Ce 1er février a lieu à Buenos Aires l’une des plus importantes mobilisations populaires depuis l’arrivé au pouvoir du gouvernement d’extrême-droite dirigé par Javier Milei (10 décembre 2023). Les précédentes avaient pour consigne de protéger l’université ou, plus largement, l’enseignement public et gratuit.
Cette fois, la consigne principale est « contre le fascisme et le racisme ». La mobilisation est à l’initiative du mouvement LGTB+, qui a été rejoint par les partis politiques non-fascistes et les principaux syndicats.
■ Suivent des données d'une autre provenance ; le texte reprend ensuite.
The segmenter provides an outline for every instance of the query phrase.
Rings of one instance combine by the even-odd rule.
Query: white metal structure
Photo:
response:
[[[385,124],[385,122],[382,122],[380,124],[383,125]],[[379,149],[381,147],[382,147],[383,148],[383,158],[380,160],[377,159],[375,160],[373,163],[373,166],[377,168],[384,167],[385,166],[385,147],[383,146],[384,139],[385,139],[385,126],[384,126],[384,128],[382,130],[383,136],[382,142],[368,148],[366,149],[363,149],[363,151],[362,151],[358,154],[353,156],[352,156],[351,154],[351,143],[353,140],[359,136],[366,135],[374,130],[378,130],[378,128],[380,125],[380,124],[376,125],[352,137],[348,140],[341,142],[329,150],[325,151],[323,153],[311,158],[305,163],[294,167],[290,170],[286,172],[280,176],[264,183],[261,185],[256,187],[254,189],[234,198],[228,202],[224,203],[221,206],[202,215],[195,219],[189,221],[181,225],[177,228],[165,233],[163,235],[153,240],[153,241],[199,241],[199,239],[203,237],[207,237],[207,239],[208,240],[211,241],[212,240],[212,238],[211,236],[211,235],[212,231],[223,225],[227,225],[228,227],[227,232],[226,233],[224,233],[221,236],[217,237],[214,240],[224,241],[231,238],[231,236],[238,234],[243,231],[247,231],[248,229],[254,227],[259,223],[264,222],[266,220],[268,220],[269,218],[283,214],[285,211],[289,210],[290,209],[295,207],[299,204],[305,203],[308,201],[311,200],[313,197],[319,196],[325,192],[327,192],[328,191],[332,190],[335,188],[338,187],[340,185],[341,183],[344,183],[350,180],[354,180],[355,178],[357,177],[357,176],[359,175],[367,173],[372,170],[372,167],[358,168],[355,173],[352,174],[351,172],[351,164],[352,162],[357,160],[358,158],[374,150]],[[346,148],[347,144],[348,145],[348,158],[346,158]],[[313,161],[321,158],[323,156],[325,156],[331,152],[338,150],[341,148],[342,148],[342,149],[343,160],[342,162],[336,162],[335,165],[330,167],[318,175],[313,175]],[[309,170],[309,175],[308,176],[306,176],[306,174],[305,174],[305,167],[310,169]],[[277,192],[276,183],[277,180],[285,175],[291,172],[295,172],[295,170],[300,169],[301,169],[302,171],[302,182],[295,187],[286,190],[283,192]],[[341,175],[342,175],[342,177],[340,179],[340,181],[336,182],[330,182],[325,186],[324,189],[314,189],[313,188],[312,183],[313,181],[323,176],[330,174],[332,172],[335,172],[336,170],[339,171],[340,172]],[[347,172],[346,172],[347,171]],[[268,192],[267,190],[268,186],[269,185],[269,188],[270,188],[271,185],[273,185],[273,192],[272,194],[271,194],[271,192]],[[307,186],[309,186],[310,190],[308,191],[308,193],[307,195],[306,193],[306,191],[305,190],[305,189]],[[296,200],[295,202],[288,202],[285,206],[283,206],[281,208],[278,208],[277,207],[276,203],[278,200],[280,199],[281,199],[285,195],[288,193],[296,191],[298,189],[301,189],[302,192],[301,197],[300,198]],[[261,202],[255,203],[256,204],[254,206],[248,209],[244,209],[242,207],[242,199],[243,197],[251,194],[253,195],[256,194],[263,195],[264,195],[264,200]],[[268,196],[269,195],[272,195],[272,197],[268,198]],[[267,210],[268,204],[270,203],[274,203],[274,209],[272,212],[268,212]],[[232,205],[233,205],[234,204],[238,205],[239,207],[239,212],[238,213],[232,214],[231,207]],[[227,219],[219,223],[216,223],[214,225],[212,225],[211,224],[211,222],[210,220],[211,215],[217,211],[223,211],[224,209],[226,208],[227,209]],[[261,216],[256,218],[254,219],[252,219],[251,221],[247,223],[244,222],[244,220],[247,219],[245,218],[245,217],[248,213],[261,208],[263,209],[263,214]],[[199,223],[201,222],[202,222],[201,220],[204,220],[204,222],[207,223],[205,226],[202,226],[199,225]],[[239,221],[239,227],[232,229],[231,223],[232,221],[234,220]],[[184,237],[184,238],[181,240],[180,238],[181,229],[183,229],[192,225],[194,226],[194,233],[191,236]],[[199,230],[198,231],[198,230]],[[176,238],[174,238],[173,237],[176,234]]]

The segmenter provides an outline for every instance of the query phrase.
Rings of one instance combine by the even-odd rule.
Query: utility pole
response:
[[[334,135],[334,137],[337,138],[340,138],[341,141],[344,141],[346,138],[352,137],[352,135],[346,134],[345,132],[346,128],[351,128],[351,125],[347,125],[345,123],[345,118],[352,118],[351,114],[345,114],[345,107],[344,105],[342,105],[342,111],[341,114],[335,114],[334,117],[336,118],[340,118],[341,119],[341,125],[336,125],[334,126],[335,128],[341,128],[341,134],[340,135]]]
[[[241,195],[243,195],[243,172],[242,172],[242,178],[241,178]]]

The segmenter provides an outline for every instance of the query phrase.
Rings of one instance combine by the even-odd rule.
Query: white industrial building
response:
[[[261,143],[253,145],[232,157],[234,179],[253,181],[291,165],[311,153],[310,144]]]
Cette configuration un peu étonnante s’explique par l’apathie des syndicats et politiques (trop occupés par leurs internes pour proposer un front commun contre l’extrême-droite) d’une part et, de l’autre, une intensification de la violence du discours de Milei contre les droits des personnes.
En effet, le déclencheur de cette mobilisation a été le discours du président argentin au Forum Economique Mondial de Davos, le 23 janvier. Milei n’a pratiquement pas évoqué son bilan ou ses perspectives économiques pour préférer attaquer les femmes, les féministes, les homosexuels -traités de pédophiles-, les trans, l’agenda « woke » et les gouvernements européens pour ne pas protéger leurs populations des « hordes d’émigrés ».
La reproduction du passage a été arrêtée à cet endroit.